Разговор моих собеседников, к несчастью, на этом прекратился. Мне сильно хотелось подстрекнуть их, чтобы вновь их слушать. Много было недоговоренного, много как будто неопределенно высказанного, мало подкрепленного примерами и фактами.

«Неужели, — думал я, — и всегда у нас так, и все у нас так. Говорят — не договаривают. Примутся спорить, шумят только и расходятся, довольные не друг другом, а сами собой; всякий остался при своем мнении и думает: черт ли мне в том, что мы хотели сойтись в одном пункте и — не сошлись. Завтра опять можно поспорить, времени свободного много: на работу не зовут. Дело не волк, в лес не бежит, — уверяют нас. Что ж делать? Поверим на слово: станем и сами так думать». А вот что, между прочим, заметил я говорливому оппоненту:

— Любопытно было бы знать, к каким выводам привели вас наблюдения над нашим матросом.

— Я вел дневник, — отвечал мне собеседник. — Я прочту вам из него выдержки в том беспорядке, в каком они ложились в тетрадях. Возьмите их и делайте с ними что хотите и что можете сделать, — печатайте! Предупреждаю об одном. Матрос меня занимал только в своем законченном виде, накануне отставки, которая уведет его опять в ту семью, откуда он вышел новобранцем. Сожалея о том, что мне не случилось быть у новобранца этого на крестинах, не удалось пожить с ним в школе, скажу вам, что я навестил его только на праздниках — пробыл подле него только два месяца. Поближе других я узнал только одного, но этот один был старый матрос, марсовый, кругосветный. Все мои воспоминания будут больше группироваться около него. Предупреждаю вас об этом и прошу снисхождения.
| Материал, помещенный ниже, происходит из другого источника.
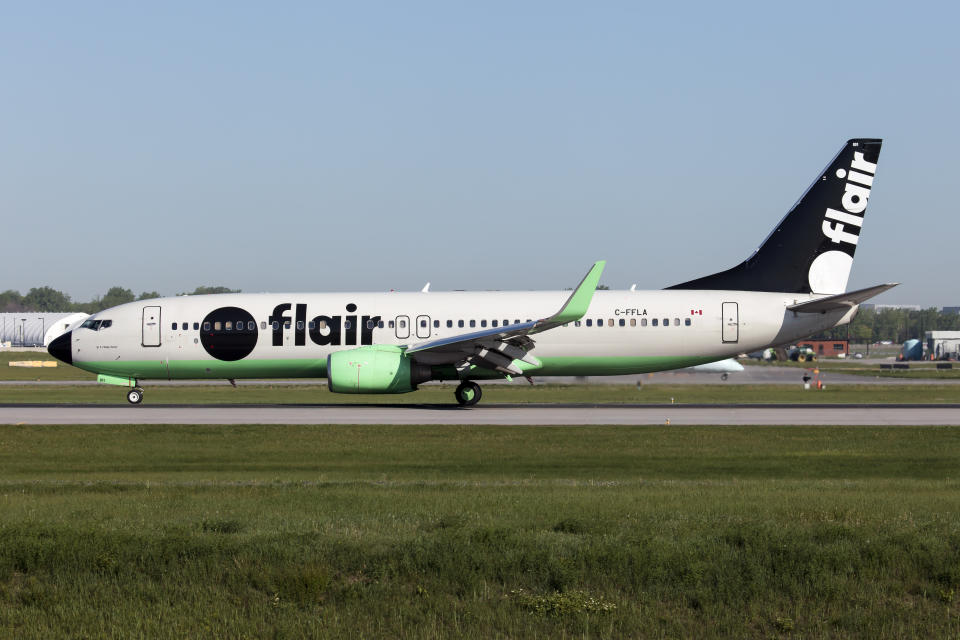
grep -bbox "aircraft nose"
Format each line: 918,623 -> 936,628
47,331 -> 73,364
Принявши этот дневник в свое распоряжение, я с своей стороны оставляю за собой одно только право — сделать его печатно гласным. Изменяю порядок и план, не смея делать отступлений и сокращений.

«Сегодня поступил в мое распоряжение матрос первой статьи, Филипп Ершов, человек бывалый. Он взят был в плен во время последней войны нашей с англо-французами, на одном из судов в Восточном океане. Передавая из рук в руки, с судна на судно, его наконец высадили в Бресте. Здесь он долго жил до размена, — отправлен в Черное море. Из Николаева ушел в Кронштадт, а из Кронштадта на кругосветном судне — опять в те же моря, на водах которых он начал свою службу. Службе его 25 лет: стало быть, человек этот много испытал, кое-что видел, бывал марсовым; теперь, обремененный годами, оканчивает последние месяцы службы в работах на баке. Для меня он интересен тем, что два раза ходил кругом света, многое и разнообразное видел, стало быть, многое порасскажет.
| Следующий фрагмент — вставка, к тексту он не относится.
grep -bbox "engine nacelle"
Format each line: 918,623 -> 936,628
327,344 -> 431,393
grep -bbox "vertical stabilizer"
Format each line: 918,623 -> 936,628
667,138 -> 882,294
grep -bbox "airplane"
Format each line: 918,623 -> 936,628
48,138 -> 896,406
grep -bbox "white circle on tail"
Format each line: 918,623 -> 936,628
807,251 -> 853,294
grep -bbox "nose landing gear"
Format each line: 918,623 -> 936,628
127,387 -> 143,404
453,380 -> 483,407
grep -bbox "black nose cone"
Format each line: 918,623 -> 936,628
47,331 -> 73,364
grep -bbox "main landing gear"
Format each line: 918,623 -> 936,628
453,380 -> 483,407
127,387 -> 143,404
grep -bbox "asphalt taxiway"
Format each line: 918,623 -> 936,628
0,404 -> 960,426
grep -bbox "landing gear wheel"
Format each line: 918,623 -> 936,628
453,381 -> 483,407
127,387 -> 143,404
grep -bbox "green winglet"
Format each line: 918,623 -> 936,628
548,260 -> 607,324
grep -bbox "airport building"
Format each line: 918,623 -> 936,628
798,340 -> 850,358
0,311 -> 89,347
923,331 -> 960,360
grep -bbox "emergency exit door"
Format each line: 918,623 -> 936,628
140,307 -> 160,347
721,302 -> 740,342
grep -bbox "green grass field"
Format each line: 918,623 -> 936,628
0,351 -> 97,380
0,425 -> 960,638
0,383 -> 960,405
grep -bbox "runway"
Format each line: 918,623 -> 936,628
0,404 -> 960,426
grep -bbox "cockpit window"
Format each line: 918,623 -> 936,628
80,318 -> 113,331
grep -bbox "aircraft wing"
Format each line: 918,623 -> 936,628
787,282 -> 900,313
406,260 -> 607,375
Вот передо мной эта плотная, коренастая фигура. Работы в трюме (в начале службы) и на марсах (потом) развили в нем природную деревенскую силу до того, что чемодан мой, в 9 пудов весом, не дальше как вчера он таскал и бросал, как бы легонькую суму. Бывало, не выдержат отводы и где-нибудь на раскатах опрокинется моя тяжелая повозка, он только плечом подхватит ее — и готово: мы опять едем дальше.

— Ершов! — говорил я ему, собираясь из Иркутска в дальнюю дорогу на Амур. — По дороге варнаков (беглых), говорят, много ходит, не взять ли нам с собой кинжал или пистолет на всякий случай?

— Зачем? — глухо спросил он меня.

— Защищаться, чудак ты этакий!

Ершов показал мне свою руку, молча усмехнулся и ничего не сказал. Я посмотрел на его кулачище, на его плечи и успокоился и спал потом за ним все ночи крепко. На дорожные шалости действительно мне не пришлось натолкнуться.